There are three things that are never satisfied, no four…
It was that time of the year again, you know, that time for thorough house clean-up. The night before, I had eaten a double helping in preparation for the hard work I was going to engage in the next morning. My work tools were all lined up and my music player was blaring Sinach’s album (sorry neighbours…I know it may have been a tad too loud but…you know now*sheepish grin*). So anyway, I did a thorough sweeping of the rooms, lifting everything I could lift and then I got to the mopping part.
Afterwards, I started arranging things in my rooms. I took time to clean out my wardrobe and fold only the things I felt were still useful to me. One after the other, I flung out old clothes, shoes, bags, empty cosmetic containers, empty perfume bottles (please don’t ask me why I keep empty perfume bottles) and other stuff that I couldn’t remember what they were for, anyway.
I took time to look at some of the dresses I was discarding. That was when it struck me. There was the bright yellow dress I loved so much. I could remember seeing it on a mannequin outside a boutique I used to pass on my way home. I had immediately gone into the boutique and tried it on, to discover that it was a perfect fit. I could remember how many sleepless nights I had when I saw the price tag and knew that I couldn’t afford it. I can still hear myself praying to God earnestly, that no one else should buy it until I finally put the money together. Then there was the lovely black sequined cropped jacket amongst the heap of clothes I wanted to discard. I could remember almost fighting with my sister when I discovered that she also had an interest in it. We had gone shopping together and frankly, I can’t remember who saw it first. On and on the list goes. Was it the cute stiletto heeled shoes that it’s heel had come off shortly after I bought it or the red tote bag I had loved so much? Some of them were either no longer in vogue or spoiled or too old for use.

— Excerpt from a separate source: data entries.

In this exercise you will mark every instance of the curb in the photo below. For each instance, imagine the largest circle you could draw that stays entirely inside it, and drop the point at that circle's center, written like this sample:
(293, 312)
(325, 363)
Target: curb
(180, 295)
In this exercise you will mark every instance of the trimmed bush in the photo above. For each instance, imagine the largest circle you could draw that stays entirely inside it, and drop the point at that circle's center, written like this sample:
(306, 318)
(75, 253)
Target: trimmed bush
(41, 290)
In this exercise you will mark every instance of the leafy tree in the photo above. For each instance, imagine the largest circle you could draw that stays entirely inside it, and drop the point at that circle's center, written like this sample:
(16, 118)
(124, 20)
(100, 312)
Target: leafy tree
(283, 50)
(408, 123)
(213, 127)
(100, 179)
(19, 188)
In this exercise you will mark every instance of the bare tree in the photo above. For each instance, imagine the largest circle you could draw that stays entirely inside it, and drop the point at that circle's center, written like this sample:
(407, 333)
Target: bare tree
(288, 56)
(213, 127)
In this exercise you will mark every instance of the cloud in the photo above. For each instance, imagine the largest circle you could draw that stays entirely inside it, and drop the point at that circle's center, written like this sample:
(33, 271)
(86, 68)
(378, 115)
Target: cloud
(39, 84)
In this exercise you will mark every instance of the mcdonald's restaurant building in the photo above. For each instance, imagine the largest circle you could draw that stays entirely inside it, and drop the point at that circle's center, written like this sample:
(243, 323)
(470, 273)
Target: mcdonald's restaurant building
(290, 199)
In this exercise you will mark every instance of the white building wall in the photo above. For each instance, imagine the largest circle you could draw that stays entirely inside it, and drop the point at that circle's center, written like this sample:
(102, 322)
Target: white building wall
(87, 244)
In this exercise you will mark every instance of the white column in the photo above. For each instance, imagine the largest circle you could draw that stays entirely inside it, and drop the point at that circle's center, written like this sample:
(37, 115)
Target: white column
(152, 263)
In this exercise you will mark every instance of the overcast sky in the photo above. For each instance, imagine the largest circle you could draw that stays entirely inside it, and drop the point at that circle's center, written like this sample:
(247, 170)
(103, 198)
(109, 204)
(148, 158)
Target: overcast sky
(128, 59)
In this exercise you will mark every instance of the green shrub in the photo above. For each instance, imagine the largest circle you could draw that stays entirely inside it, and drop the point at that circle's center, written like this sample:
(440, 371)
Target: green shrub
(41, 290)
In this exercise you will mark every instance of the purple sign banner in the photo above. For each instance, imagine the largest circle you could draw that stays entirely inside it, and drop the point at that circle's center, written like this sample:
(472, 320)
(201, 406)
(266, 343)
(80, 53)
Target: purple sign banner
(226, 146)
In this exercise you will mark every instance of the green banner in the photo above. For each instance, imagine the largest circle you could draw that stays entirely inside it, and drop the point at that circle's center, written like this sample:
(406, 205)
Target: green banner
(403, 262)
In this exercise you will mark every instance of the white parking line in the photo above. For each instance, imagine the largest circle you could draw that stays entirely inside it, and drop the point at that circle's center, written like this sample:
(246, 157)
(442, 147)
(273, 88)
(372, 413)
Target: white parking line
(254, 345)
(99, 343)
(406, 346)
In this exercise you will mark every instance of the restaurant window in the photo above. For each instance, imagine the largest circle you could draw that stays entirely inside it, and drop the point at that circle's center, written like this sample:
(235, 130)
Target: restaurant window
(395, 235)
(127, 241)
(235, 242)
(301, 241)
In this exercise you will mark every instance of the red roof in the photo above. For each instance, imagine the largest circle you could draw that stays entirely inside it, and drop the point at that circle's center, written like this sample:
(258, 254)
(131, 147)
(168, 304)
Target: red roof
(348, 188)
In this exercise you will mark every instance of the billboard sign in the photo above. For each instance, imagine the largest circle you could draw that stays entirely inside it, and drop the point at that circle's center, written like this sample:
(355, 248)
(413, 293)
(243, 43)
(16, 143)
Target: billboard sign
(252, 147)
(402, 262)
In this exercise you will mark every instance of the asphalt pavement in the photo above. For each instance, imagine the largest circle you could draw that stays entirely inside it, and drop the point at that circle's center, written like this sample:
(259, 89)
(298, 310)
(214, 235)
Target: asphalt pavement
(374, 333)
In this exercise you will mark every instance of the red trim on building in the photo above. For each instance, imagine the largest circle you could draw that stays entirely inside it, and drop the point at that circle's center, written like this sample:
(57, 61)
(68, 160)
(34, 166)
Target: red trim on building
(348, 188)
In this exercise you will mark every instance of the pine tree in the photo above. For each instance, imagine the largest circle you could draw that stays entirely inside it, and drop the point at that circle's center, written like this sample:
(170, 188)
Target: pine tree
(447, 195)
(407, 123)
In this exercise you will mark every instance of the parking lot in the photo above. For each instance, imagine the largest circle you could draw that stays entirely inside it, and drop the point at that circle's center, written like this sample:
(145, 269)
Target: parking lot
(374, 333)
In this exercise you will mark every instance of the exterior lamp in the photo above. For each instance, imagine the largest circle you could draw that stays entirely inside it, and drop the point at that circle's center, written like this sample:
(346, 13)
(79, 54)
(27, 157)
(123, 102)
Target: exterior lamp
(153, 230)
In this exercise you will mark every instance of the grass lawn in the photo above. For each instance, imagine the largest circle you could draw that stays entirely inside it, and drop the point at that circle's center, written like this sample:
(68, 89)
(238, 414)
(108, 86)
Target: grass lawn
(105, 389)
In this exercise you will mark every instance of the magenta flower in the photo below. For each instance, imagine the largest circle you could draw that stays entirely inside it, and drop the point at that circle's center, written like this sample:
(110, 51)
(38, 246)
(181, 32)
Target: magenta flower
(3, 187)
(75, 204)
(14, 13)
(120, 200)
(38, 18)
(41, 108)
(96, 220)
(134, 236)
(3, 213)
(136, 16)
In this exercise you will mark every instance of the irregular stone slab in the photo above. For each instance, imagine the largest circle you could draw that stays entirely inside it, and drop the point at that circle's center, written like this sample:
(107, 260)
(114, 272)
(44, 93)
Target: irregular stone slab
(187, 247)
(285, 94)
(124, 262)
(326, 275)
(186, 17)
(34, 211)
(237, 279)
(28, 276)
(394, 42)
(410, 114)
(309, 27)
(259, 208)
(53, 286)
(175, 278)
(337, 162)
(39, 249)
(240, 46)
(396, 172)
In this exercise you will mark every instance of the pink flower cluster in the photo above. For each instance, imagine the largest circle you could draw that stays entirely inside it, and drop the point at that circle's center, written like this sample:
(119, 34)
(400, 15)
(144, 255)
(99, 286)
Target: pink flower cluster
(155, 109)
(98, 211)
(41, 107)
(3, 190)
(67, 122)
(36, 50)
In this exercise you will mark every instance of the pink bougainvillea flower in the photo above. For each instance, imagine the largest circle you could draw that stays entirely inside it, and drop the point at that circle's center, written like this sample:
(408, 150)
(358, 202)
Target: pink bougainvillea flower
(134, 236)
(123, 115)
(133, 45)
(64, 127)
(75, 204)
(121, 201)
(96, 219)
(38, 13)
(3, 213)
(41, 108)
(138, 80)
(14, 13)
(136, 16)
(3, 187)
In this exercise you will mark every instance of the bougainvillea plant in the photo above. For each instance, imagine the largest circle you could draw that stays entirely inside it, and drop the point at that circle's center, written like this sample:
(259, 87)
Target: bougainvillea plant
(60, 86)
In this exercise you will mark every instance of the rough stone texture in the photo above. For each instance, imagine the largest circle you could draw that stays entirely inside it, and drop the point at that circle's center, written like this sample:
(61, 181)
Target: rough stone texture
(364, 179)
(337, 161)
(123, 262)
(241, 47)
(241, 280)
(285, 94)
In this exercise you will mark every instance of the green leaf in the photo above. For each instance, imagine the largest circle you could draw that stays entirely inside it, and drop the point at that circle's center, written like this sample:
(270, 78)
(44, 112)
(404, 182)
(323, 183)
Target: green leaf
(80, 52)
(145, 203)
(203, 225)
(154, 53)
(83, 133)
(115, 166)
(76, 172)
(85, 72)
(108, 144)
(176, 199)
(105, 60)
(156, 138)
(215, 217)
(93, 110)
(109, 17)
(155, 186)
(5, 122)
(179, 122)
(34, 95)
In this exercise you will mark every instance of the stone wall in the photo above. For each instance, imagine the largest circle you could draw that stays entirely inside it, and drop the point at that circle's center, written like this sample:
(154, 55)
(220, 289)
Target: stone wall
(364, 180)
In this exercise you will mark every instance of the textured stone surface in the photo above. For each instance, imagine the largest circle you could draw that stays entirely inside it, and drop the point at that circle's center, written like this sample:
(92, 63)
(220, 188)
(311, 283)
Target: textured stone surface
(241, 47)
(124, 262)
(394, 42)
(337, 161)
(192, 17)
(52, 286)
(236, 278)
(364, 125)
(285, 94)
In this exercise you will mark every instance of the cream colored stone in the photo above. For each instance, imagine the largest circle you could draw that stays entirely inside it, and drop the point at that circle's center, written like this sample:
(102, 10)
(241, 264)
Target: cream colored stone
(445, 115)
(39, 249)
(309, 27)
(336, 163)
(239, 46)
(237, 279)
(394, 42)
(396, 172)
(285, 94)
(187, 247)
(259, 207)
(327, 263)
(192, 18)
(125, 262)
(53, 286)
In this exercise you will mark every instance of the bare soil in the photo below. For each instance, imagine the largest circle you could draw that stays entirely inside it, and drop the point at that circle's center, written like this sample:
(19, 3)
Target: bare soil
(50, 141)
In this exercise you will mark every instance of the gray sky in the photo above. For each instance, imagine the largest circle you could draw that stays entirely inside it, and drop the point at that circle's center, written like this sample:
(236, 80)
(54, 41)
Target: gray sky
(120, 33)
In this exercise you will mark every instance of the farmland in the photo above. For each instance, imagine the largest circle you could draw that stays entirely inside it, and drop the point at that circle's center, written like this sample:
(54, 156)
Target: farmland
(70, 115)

I heaved a sigh as I sat staring at my (once) lovely things. I could remember how much I had longed for some of them before they became mine, like the yellow dress and all I could think about was, ‘more more more and more’…lol. I started to feel like the leech in the book of Proverbs. Prov 30: 15-16.
You need to read it for yourself and laugh along with me. I wish I wouldn’t get so worked up about the things I want and just be content with what I have. Contentment seems to be something that constantly eludes we humans. The more we acquire, the more our needs increase. I can remember thinking that if I could earn more money then perhaps I’ll be able to meet all my needs….lol is it possible? When my earnings increased, my needs or should I say wants also increased. I finally came up with a solution. Since I’m not going to be able to stop wanting more, maybe I could try to give others too. So every time I over-shop I try to give out part of my earnings too. that way I ensure that I am not over indulging my selfish desires. I wish I could turn a blind eye to some of the beautiful things that beckon to me from shop displays as I walk on by. Maybe one day I will but until then… I can’t wait to do my next shopping **winks*.